Step 2: Python script to create the Markdown pages

This is the script I wrote to extract only the books I've actually read. I don't really care about DNF (did not finish) and to-read, right now. I also hardcoded the years relevant to me. May someone find something helpful in here!

import csv
from dataclasses import dataclass
from datetime import date, datetime

class Review:
    title: str
    author: str
    date_read: date
    review: str
    rating: int

def get_reviews(year):
    reviews = []

    with open('goodreads_library_export.csv') as csvfile:
        reader = csv.DictReader(csvfile)

        for row in reader:
                r = Review(row['Title'],
                           row['Date Read'],
                           row['My Review'],
                           int(row['My Rating']))
            except ValueError:
                # When the int() cast fails, usually it means the CSV is
                # corrupted for that line. In my case, it was for a few to-read
                # records so I ignore them rather than attempt to fix the
                # original CSV. You can print the row here if you want to check
                # what's failing.

            if year is None or year in r.date_read:

    return reviews

def rating_or_review(review):
    # If I wrote a review, return that
    if review.review:
        return review.review

    # Otherwise, make the rating into words.
    if review.rating >= 4:
        return "I really enjoyed it."
    elif review.rating == 3:
        return "It was fine."
        return "Wasn't for me."

def format_reviews(reviews, year):
    with open(f'book-reviews-{year}.md', 'w') as f:
        f.write(f"Title: Book reviews: Year {year}\n")
        f.write(f"Date: {datetime.now().isoformat()}\n")
        f.write("tags: book review\n\n")

        for r in reviews:
            # A couple of abandoned books sneaked in with a '0' rating, and I'm
            # not interested in preserving those
            if r.rating != 0:
                f.write(f"## {r.title} by {r.author}\n\n")

for year in range(2013, 2023):
    reviews = get_reviews(str(year))
    # Chronological order
    reviews = sorted(reviews, key=lambda r: r.date_read)
    format_reviews(reviews, year)

The hardest part was probably to decide what text to convert a rating into, since I didn't want to keep numbers!

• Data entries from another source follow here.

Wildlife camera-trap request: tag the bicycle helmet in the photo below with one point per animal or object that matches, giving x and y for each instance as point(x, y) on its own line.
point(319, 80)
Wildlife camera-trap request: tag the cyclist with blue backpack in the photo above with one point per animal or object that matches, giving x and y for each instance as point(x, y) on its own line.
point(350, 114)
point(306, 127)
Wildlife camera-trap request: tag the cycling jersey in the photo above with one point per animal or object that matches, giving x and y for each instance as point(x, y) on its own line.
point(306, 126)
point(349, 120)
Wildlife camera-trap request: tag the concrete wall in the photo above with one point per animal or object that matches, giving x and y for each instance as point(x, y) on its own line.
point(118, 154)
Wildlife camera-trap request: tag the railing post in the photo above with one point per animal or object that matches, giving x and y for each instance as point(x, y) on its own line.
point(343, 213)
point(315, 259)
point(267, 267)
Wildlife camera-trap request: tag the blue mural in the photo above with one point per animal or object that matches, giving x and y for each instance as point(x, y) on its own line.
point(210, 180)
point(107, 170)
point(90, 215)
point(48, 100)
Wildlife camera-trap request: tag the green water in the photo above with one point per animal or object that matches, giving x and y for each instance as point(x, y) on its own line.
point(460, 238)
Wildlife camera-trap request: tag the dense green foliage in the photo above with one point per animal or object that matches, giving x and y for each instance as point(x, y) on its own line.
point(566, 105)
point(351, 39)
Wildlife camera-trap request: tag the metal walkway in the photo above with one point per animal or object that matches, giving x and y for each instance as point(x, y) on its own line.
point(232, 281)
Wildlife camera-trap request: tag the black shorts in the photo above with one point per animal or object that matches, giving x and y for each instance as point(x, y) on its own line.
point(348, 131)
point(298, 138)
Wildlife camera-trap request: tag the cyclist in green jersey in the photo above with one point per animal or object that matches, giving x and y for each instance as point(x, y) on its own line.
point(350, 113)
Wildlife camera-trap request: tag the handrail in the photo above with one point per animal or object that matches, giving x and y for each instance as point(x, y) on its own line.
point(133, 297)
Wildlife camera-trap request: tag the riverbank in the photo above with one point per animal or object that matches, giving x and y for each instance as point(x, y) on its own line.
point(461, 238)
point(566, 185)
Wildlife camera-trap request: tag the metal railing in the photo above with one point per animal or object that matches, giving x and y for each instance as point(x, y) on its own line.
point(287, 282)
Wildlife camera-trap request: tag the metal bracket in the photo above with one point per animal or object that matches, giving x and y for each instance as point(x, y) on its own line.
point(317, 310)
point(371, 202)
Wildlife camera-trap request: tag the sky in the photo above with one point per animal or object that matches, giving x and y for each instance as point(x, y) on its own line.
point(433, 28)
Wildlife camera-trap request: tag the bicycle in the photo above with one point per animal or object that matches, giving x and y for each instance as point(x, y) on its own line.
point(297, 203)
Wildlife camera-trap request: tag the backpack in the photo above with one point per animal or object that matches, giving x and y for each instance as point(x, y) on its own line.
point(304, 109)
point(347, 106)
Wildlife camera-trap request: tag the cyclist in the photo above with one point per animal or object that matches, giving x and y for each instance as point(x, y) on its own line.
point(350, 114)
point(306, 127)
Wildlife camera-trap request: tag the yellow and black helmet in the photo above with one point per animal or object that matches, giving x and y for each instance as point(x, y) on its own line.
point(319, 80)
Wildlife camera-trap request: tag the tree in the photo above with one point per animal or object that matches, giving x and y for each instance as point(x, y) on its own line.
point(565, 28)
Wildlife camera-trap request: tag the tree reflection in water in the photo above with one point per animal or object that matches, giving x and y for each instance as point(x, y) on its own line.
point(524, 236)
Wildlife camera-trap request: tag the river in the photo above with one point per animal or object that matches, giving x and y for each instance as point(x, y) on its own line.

Step 3: Checking the output looks right and recalling fond memories

I used the 'Year in Books' pages on Goodreads to compare the results. There was some funkiness sometimes, like a book read in 2011 showing in year in books but without any shelves and a date read showing as 2020, even though I don't remember messing with it. The review also shows as Jan 2020 on the Goodreads UI despite appearing in the correct 'Year in books'. 2020 turned out to be date_added (which is definitely false) while the date_read field is empty. Maybe some data migration funkiness on the Goodreads side at some point during the last 12 years. Otherwise, a duplicate once, and a couple of intra-Goodreads links that didn't work.

I still have to clean up the file for 2022. I was getting annoyed with tracking myself so I didn't write reviews, but if it's for the blog I wouldn't mind adding a few notes. And I need to decide if I want to post my 2023 reviews as I go, or batch them in some way!